Moskau Die US-Regierung hat ranghohe russische Politiker und kremlnahe Geschäftsleute auf eine umstrittene Liste gesetzt und damit massive Kritik in Moskau ausgelöst. Präsident Wladimir Putin bezeichnete das Dokument als „unfreundlichen Akt“, der die ohnehin komplizierten Beziehungen zu den USA weiter erschwere. „Natürlich schadet die Liste den internationalen Beziehungen als Ganzes“, sagte Putin der Agentur Interfax zufolge am Dienstag in Moskau. Sein Sprecher Dmitri Peskow sagte: „De facto wurden wir alle Feinde der USA genannt.“ Russische Politiker gehen davon aus, dass das Dokument als Grundlage für Sanktionen dienen könnte.

Das US-Finanzministerium hatte zuvor eine Liste veröffentlicht, in der mehr als 200 ranghohe russische Politiker und Geschäftsleute mit engen Verbindungen zum Kreml genannt werden. Unter anderem werden darin Regierungschef Dmitri Medwedew, Außenminister Sergej Lawrow und Verteidigungsminister Sergej Schoigu erwähnt. Insgesamt werden 114 Politiker und 96 Oligarchen wie Rosneft-Chef Igor Setschin und der Gazprom-Vorstandsvorsitzende Alexej Miller aufgeführt.

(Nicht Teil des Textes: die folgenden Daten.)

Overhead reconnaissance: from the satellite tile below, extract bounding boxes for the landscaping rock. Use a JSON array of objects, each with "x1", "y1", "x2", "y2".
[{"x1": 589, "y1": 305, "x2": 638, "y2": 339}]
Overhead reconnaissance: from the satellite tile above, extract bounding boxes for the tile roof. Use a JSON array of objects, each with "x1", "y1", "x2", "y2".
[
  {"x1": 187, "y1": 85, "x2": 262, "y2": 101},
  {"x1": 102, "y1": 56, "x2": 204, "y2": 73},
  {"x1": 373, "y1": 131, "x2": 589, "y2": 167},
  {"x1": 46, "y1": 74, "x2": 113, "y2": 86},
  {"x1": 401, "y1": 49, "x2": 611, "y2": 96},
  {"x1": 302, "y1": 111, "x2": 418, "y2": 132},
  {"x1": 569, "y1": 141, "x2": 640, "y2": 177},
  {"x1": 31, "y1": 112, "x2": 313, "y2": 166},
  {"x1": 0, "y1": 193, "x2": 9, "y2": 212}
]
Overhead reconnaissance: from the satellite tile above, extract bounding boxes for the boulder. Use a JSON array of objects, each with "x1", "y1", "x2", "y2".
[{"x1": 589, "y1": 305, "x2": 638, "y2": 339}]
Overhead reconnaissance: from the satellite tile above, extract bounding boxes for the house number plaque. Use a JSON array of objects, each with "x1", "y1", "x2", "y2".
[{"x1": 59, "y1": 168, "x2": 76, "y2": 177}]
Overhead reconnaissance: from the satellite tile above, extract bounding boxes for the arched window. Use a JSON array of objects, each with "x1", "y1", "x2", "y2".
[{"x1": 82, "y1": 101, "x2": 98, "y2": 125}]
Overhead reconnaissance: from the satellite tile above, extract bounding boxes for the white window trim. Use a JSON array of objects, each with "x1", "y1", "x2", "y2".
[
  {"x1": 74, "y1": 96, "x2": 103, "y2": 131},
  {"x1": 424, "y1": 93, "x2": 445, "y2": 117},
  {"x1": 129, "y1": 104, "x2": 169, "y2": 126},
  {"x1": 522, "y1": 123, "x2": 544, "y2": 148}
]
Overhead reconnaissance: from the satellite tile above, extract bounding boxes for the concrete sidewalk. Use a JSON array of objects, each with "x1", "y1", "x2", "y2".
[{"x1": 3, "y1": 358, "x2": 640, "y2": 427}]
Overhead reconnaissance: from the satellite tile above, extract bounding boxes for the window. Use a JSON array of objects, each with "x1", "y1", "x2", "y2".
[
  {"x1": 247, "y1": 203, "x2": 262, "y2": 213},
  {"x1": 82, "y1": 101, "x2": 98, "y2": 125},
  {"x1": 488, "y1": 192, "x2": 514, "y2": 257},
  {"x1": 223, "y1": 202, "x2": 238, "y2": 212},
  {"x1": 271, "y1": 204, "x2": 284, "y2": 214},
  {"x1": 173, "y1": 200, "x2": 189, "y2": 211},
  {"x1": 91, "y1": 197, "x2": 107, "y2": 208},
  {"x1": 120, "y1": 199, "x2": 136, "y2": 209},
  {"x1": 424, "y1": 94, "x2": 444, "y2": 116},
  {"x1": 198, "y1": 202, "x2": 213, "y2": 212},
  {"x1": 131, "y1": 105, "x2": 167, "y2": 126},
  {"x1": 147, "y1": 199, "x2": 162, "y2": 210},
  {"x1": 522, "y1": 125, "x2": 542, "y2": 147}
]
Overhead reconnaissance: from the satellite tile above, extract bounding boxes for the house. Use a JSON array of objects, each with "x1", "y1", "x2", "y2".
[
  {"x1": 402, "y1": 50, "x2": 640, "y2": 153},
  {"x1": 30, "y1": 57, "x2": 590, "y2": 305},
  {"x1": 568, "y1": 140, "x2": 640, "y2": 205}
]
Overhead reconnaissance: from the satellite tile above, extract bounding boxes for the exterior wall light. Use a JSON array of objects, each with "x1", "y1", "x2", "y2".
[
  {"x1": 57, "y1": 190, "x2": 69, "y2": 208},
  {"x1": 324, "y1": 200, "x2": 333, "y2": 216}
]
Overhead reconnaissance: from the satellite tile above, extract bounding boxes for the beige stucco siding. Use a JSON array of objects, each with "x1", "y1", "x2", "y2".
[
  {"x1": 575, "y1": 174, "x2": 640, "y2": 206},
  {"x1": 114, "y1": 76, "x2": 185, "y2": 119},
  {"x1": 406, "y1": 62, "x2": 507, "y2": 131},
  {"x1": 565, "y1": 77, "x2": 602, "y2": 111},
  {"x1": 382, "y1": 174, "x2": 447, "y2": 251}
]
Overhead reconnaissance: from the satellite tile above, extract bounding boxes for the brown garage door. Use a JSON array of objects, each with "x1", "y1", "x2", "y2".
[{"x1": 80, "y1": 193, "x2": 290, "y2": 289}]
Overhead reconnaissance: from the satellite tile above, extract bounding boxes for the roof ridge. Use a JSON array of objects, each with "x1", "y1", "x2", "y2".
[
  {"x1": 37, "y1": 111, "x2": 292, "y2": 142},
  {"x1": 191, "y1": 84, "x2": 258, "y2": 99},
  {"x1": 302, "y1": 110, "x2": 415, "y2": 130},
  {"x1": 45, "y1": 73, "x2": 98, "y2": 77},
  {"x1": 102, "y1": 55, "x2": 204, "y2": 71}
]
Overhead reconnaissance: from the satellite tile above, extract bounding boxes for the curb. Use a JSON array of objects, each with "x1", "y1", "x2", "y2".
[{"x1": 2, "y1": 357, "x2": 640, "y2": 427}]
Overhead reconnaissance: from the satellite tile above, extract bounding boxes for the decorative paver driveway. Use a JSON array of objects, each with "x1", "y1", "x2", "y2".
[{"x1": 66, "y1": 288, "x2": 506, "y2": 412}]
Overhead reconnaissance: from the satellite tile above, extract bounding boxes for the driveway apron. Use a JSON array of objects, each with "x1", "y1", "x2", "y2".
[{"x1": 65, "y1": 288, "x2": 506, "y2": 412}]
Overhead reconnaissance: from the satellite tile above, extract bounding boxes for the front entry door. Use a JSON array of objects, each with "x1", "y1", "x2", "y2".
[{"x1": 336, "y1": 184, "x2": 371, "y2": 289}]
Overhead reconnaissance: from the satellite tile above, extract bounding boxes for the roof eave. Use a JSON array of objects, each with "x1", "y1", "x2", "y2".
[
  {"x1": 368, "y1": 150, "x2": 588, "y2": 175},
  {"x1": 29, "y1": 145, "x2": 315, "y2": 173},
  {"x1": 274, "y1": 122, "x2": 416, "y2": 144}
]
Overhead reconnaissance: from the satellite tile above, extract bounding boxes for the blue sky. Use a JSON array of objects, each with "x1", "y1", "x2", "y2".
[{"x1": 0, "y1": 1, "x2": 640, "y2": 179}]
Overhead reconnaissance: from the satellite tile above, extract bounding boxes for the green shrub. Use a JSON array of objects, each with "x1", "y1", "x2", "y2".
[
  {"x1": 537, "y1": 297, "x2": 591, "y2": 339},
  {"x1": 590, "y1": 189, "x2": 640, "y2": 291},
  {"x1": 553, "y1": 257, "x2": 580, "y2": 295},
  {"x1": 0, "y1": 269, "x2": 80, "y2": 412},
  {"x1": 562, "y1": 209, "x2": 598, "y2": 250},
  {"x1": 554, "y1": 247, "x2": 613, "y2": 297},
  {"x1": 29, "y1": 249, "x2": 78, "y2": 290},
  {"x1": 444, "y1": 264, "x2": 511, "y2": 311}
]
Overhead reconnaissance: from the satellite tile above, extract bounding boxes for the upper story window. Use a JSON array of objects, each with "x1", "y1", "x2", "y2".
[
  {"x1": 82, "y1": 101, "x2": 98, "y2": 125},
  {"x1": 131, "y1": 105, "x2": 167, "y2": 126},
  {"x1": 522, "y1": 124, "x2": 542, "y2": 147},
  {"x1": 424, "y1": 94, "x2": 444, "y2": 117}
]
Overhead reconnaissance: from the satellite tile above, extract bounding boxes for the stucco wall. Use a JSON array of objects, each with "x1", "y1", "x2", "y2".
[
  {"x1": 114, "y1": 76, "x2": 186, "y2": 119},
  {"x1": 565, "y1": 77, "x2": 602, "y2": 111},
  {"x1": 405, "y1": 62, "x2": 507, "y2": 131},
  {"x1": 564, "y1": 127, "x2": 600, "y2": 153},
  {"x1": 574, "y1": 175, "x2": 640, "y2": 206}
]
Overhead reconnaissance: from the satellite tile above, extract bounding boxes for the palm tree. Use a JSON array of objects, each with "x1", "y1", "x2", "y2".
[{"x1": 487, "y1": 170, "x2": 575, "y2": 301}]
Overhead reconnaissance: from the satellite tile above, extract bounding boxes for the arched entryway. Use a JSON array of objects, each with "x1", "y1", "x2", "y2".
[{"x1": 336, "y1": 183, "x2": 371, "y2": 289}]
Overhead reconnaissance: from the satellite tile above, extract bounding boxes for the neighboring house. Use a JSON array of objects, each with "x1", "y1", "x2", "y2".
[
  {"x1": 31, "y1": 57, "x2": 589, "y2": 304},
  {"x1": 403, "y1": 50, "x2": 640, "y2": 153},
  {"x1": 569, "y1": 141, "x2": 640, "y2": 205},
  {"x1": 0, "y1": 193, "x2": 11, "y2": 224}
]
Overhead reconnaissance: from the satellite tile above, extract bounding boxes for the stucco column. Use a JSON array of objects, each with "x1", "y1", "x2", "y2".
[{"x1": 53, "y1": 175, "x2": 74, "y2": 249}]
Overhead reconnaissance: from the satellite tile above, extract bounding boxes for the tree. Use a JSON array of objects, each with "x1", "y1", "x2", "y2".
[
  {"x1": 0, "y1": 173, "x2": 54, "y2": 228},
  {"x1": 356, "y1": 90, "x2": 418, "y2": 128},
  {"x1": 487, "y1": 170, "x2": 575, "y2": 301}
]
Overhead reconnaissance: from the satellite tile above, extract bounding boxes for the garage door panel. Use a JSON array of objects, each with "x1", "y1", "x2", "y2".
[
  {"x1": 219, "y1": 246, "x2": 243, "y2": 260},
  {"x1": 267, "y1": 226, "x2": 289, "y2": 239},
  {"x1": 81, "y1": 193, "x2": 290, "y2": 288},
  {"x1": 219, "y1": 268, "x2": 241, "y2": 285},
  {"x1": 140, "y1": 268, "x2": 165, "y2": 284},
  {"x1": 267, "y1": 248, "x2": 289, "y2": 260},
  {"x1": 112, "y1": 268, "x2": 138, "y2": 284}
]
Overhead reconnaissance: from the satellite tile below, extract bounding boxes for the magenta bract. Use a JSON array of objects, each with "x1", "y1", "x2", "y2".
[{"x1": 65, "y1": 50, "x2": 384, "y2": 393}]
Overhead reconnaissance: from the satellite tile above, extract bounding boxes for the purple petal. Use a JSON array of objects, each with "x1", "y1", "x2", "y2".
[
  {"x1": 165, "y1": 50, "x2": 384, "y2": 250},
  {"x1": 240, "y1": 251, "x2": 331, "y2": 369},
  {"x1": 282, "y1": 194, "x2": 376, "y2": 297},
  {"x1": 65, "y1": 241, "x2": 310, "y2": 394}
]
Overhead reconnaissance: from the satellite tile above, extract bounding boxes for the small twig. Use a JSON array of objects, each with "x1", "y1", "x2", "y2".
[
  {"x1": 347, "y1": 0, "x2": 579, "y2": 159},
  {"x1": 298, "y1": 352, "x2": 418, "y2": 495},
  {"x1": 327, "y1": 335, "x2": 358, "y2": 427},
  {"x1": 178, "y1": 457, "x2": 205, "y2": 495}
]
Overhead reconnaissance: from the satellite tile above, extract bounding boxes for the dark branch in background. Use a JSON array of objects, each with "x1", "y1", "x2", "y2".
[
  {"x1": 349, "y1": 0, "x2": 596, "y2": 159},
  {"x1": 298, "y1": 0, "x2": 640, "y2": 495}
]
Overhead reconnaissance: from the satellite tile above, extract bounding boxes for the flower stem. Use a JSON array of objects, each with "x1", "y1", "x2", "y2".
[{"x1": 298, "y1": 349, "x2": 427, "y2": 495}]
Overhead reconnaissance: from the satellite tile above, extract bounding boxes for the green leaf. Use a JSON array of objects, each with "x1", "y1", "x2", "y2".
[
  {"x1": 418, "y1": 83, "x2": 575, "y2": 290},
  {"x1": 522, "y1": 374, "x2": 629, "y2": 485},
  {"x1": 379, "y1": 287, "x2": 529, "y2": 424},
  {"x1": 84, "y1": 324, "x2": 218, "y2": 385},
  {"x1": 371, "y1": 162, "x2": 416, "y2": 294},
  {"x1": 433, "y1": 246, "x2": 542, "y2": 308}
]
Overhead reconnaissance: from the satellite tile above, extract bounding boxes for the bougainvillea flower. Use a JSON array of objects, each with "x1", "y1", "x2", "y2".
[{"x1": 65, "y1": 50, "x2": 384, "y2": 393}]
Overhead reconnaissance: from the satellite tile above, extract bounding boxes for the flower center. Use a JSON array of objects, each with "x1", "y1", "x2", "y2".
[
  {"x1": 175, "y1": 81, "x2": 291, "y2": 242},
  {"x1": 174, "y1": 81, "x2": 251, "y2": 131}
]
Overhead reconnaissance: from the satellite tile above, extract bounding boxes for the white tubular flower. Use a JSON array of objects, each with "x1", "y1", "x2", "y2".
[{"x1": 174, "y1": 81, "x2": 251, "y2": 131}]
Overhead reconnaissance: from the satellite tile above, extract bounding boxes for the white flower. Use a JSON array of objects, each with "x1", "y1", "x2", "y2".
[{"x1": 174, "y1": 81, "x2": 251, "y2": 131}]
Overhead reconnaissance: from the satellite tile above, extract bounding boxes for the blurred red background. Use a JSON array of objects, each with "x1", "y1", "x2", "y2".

Die US-Regierung folgte einem Sanktionsgesetz, das der Kongress im Sommer 2017 mit Unterstützung sowohl der Republikaner als auch der Demokraten verabschiedet hatte und forderte eine derartige Liste an. Es war eine Reaktion auf die Moskau zur Last gelegte Beeinflussung der US-Wahl und die Einflussnahme im Krieg in der Ostukraine. Präsident Donald Trump hatte das Gesetz jedoch nur äußerst widerwillig unterzeichnet: Er argumentierte, dass ihm damit verfassungswidrig die Hände gebunden würden.

Die vom Kongress gesetzte Frist lief in der Nacht zum Dienstag ab. Die Regierung wartete praktisch bis zur letzten Minute, um die vorgeschriebene Liste publik zu machen. Auf neue Sanktionen verzichtete sie jedoch zumindest derzeit: Das Sanktionsgesetz habe sich bereits dämpfend auf größere Geschäfte mit russischen Firmen im Verteidigungssektor ausgewirkt, hieß es zur Begründung. Aber Russland sei gewarnt.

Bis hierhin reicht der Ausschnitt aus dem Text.